I also hung out over some of the best tortilla soup with a great pal at Pico de Gallo, author/illustrator Xavier Garza, whose Creepy Creatures and Other Cucuys has made him a favorite of librarians and teachers. Today marked the third time I've recorded Xavi telling his story "La Lechuza Lady," and I swear, he never tells it the same way twice, much less thrice. Which, in my book, is a good thing. Both the story and the telling are still alive and breathing then. He also signed a copy of his latest picture book for me, Juan and the Chupacabras, a bilingual text. But my all time favorite of his is his first picture book, Lucha Libre: the Man in the Silver Mask: a blingual cuento (published by Cinco Puntos Press out of El Paso, and recently released in paper, so I see it going through the roof now that it's more kid-affordable; Lee and Bobby Byrd have done a great job of getting this book, that is, incidentally also illustrated by Xavi, out there and moving like it is).

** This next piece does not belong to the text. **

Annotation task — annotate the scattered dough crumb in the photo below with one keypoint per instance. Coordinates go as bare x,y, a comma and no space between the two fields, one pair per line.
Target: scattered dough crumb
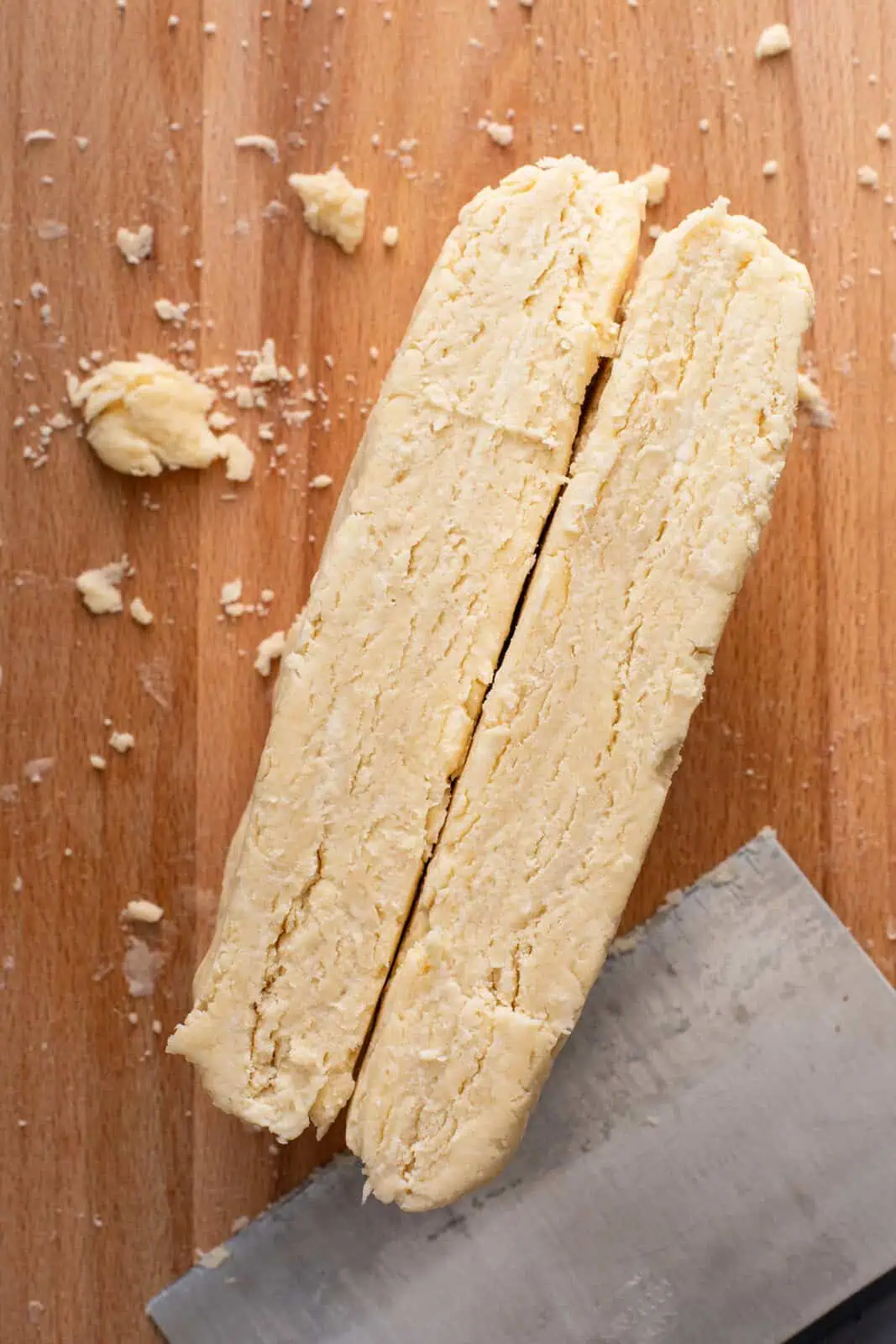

The last person on the panel was Lila Guzman, author of a series of historical books about Spain's involvment in the American Revolution, each that centers on the life of a boy named Lorenzo.
But I haven't said anything about the audience: a room full of librarians, how can a guy go wrong? All I have to do is talk about books to them, and we're on the same level; although I almost spoke heresy to them. I suggested we get rid of any technology from our libraries that doesn't have anything to do with pushing/stressing books. Librarians are too cool.
I also met with a few of the Random House folks: A.H., A.W., and T.B. I scored an ARC of Spinelli's sequel to Stargirl. Can't wait to read it.